Ride anomaly scoring

Code and data to reproduce the results from "Unsupervised Anomaly Scoring of E-Scooter Inertial Signals for Safety Quantification" accepted at ECML PKDD 2026. The method assigns each e-scooter ride an anomaly score from raw IMU data — a 3-axis accelerometer and 3-axis gyroscope sampled at 10 Hz — without supervision, where higher scores indicate more reckless, crash-prone riding.

Pipeline: Raw IMU → FIR low-pass denoising → STFT spectrograms → time-average pooling → dimensionality reduction → anomaly scoring. We refer to the denoised time-average pooled spectrogram features as DTAPS.

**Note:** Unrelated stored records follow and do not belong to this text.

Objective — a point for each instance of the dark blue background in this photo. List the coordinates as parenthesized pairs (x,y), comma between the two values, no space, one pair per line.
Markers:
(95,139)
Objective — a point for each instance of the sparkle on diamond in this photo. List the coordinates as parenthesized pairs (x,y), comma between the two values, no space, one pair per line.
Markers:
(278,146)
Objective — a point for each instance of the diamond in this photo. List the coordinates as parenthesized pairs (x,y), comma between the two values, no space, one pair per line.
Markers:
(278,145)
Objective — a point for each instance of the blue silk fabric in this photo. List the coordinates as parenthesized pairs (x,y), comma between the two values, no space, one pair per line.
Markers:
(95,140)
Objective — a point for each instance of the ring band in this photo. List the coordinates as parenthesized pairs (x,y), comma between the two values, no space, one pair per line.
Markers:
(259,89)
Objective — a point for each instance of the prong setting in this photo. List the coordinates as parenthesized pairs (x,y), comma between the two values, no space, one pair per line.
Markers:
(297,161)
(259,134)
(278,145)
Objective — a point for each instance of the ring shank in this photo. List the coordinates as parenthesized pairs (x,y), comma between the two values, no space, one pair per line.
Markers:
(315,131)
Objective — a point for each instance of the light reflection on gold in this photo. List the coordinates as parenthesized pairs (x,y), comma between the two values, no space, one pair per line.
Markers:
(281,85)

Proposed method: DTAPS + Autoencoder + Local Outlier Factor — AP = 0.77 on GBG500; OR ≈ 2.4 per 1-SD (p < 0.001), ≈ 4.7 at the 95th score percentile (p < 0.001) on SRV3490 confirmed-crash data.

Prerequisites

The datasets are stored with Git LFS. Install it first, then clone the repository so the .parquet files are fetched:

git lfs install
git clone https://github.com/voiapp/ride-anomaly-scoring.git
cd ride-anomaly-scoring

Note: If you cloned before installing Git LFS, run git lfs pull to download the data.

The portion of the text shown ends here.